После экспедиции 1910 года Фосетт, убежденный, что индейцы гуарайю таят в себе множество секретов, которые упустили из виду историки и этнографы, начал искать и другие племена, сколь бы устрашающей ни была их репутация. «Здесь есть проблемы, которые необходимо решить… вопиющие вопросы, за которые кто-то должен взяться, – пишет он, адресуясь к КГО. – Но решающую роль здесь играет опыт. Безрассудством было бы отправляться в неисследованные края, не обладая опытом, в наше время это самоубийственно». В 1911 году он выходит из состава демаркационной комиссии, чтобы заняться исследованиями в новой, бурно развивающейся области – антропологии. Однажды, невдалеке от реки Хит, Фосетт сидел вместе с Костином и другими членами своего отряда; они ели, когда их окружила группа индейцев и направила на них луки, натянув тетиву. «Без всяких колебаний, – пишет Костин, – Фосетт отбросил пояс с мачете, чтобы показать, что он безоружен, и двинулся к ним, подняв руки над головой. После недолгой паузы сомнения один из los barbaros [дикарей] опустил свой лук и пошел ему навстречу. Мы подружились с эчока!»

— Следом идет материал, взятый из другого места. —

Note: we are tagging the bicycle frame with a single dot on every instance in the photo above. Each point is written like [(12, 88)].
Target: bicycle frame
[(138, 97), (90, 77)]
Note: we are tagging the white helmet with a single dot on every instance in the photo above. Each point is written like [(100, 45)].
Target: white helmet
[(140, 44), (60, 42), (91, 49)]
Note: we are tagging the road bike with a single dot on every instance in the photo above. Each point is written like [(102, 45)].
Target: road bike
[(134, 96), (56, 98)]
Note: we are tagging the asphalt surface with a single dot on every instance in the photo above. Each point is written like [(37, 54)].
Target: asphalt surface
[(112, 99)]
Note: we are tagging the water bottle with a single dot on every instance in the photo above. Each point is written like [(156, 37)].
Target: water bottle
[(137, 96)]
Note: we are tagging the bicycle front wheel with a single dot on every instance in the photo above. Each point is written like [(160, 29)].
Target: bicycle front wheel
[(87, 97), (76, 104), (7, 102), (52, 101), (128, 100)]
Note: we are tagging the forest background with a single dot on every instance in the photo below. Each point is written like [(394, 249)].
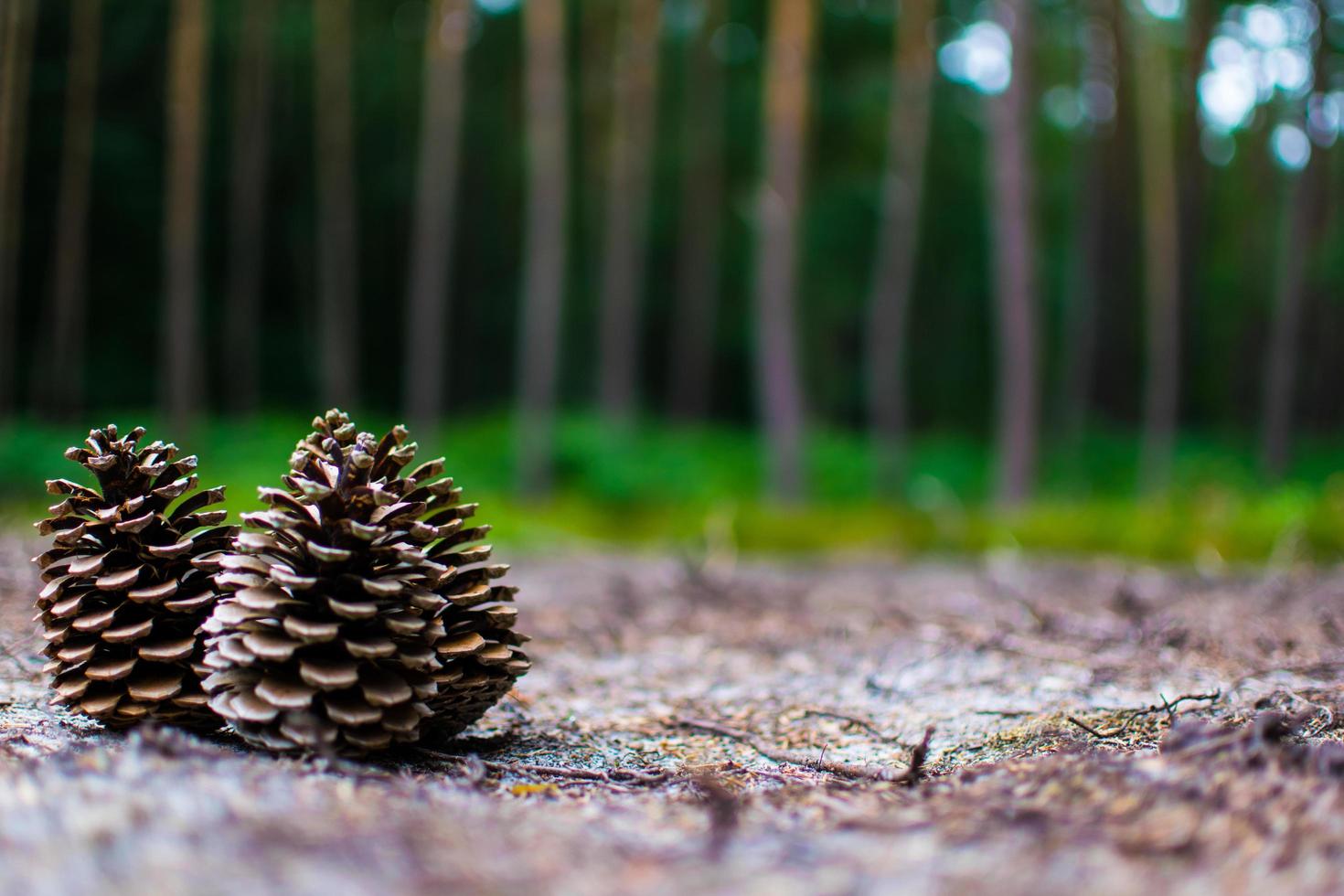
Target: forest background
[(783, 275)]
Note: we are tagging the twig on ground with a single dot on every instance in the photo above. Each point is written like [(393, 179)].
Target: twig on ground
[(831, 766), (723, 807), (854, 720), (1132, 715), (572, 773)]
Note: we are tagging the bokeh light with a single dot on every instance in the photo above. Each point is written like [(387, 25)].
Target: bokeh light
[(980, 57)]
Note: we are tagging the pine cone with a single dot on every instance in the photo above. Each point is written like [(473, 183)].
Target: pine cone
[(359, 615), (123, 598)]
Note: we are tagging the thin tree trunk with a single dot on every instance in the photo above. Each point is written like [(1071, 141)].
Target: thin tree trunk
[(436, 189), (1161, 251), (19, 26), (337, 243), (691, 372), (1089, 217), (1080, 329), (59, 377), (1301, 219), (1194, 171), (1014, 266), (182, 222), (898, 242), (628, 205), (248, 212), (1285, 324), (778, 386), (545, 249)]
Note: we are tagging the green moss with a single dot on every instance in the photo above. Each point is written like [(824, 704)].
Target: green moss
[(699, 489)]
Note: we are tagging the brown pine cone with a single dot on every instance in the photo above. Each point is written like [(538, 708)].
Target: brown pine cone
[(123, 598), (359, 617)]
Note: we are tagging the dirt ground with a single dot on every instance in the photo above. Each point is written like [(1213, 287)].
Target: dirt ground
[(1095, 729)]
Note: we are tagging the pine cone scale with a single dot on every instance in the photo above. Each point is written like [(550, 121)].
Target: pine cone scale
[(337, 645), (120, 641)]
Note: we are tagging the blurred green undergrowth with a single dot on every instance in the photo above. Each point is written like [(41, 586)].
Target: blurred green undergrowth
[(698, 489)]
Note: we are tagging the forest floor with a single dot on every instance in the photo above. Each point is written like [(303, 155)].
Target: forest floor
[(1095, 727)]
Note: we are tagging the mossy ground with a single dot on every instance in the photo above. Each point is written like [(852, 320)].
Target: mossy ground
[(699, 489), (1050, 688)]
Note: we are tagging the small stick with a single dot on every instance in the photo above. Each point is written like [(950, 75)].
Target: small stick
[(840, 769)]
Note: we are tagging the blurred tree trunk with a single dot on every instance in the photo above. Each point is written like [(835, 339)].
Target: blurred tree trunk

Со временем подобная тактика стала своего рода фирменным подходом Фосетта. «Когда бы он ни встречал дикарей, – вспоминал Костин, – он медленно брел к ним… подняв руки и раскинув их в воздухе». И его обычай путешествовать небольшими группами, без охраны вооруженных солдат, и его способы налаживания отношений с племенами, иные из которых никогда прежде не видели белого человека, поражали многих: они казались и героическими, и самоубийственными. «Я знаю по рассказам очевидцев, как он пересекал реку на глазах у целого племени враждебных дикарей, и одна лишь его храбрость побудила их прекратить стрелять и провести путешественников в свою деревню, – сообщал боливийский чиновник Королевскому географическому обществу о встрече Фосетта с гуарайю. – Должен заметить, что они и в самом деле весьма враждебны, потому что я и сам побывал среди них, а в 1893 году генерал Пандо потерял не только некоторых своих людей, но и своего племянника и инженера м-ра Мюллера, которые, устав от путешествия, решили пробраться через джунгли, пройдя от одной из рек до реки Модейди, и с тех пор мы ничего о них не слышали».

Умение Фосетта добиваться успеха там, где многие терпели поражение, породило легенду о его неуязвимости – легенду, в которую, по мере ее распространения, он и сам начинал верить. Как иначе объяснить, удивлялся путешественник, тот эпизод, когда он «намеренно встал перед дикарями, с которыми жизненно необходимо было подружиться, и стрелы несколько минут летели тебе в голову, между ног, даже между руками и телом – и все же тебя не тронули»? Нина тоже считала его неуязвимым. Однажды, после того как ее муж приблизился к враждебному индейскому племени, применяя свою обычную тактику, она сообщила КГО: «Его встреча с дикарями и то, как он с ними обращался, – одна из самых ярких сцен проявления отваги, о каких я только слышала в жизни. Я гордилась тем, как он себя вел. Сама я не испытываю страха за его безопасность, потому что уверена: в подобных случаях он всегда будет поступать так, как нужно».

Костин писал, что в пяти экспедициях, в которых они побывали вместе, Фосетт обязательно налаживал дружеские отношения со встречавшимися им племенами. Впрочем, было одно исключение. В 1914 году Фосетт отыскал в Боливии группу марикокси, – другие местные индейцы предупреждали его, чтобы он держался с ними осторожнее. После его обычной церемонии предложения даров индейцы повели себя жестоко. Когда они уже готовы были на убийство, люди Фосетта стали умолять его разрешить им применить ружья. «Мы должны стрелять!» – кричал Костин.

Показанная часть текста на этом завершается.